I didn't do
I didn't do a whole lot on Friday, if memory serves. I mostly worked on tim.cx, jackwhistle, and my new little project with camera phone stuff.
Saturday, I was incredibly productive with my web projects and house cleaning and laundry and whatnot. Angie got off work a few hours early, and we went out for dinner and over to Alan's for some card games and beer. We went downtown to see Mike and Joe and party like rock stars for a little bit until our age caught up with us and we headed home.
Sunday was a big day of nothin', outside of a few errands, a lot of website work, and not much else.
Oh yeah, I did see "When a Stranger Calls" with Wolfie on Saturday. Now I'm going to talk about horror movies for a little bit. I love horror movies. Even the horrible ones are awesome, as far as I'm concerned. But c'mon Hollywood, let's see some originality here. In the last few years, Dawn of the Dead, Amityville Horror, The Fog, The Texas Chainsaw Massacre, Thirteen Ghosts, and Carrie have all been remade, and I'm sure that's not the entire list. Now we can add "When a Stranger Calls" (and the up coming "The Hills Have Eyes").

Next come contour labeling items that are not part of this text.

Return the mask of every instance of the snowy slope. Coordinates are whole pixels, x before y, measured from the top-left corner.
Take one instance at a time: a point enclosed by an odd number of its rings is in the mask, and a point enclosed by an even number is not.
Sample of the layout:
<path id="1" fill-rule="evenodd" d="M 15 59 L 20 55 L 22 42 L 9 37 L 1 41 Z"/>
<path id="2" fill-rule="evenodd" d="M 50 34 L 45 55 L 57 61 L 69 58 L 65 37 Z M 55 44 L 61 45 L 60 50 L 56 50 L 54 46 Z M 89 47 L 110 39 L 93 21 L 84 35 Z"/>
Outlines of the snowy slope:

I never saw the original, and don't really have interest in seeing it anymore to be honest with ya. I'd heard this was a fairly faithful remake, but played on the "new technology" aspect of it all. I'd figured this meant cell phones instead of standard phones, but through a lot of the movie the hero was using a corded phone with no Caller ID, as she had her cell phone taken away as a punishment. Finally she wisened up by getting a hold of a cordless phone with caller ID, but her plan was foiled by "Unknown Caller" messages, a failure of *69, and the killer using other dead people's phones.
And now, I'm going to totally spoil the ending since it pissed me off the most.
So, the hero of the movie fights her way out of the house and the bad guy gets caught by the cops. Throughout all their struggles inside the house, you never got a clear shot of the killer's face. It was always the back of his head, or his face was out of frame or out of focus. Kind of a neat way to shoot it, but it completly ruined it by showing a slow-motion shot of him in the police car as he pulled away. It lasted no less than 45 seconds. I thought, since it was lasting so long, that he must be someone from earlier in the flick. A teacher in her school? Nope. Not her dad, either. Or the doctor she was babysitting for. Or her cheating boyfriend. Oh, he's got a bad scar... was there any discussion of a scar earlier? No... so who the hell was that guy? Oh, right, a stranger. Hence the title. I would have been more impressed if I never saw his face.
Anyway, I didn't like this horror movie, which is rare for me. It was boring and predictable and catered far too much to the PG-13 audience. Horror should be R.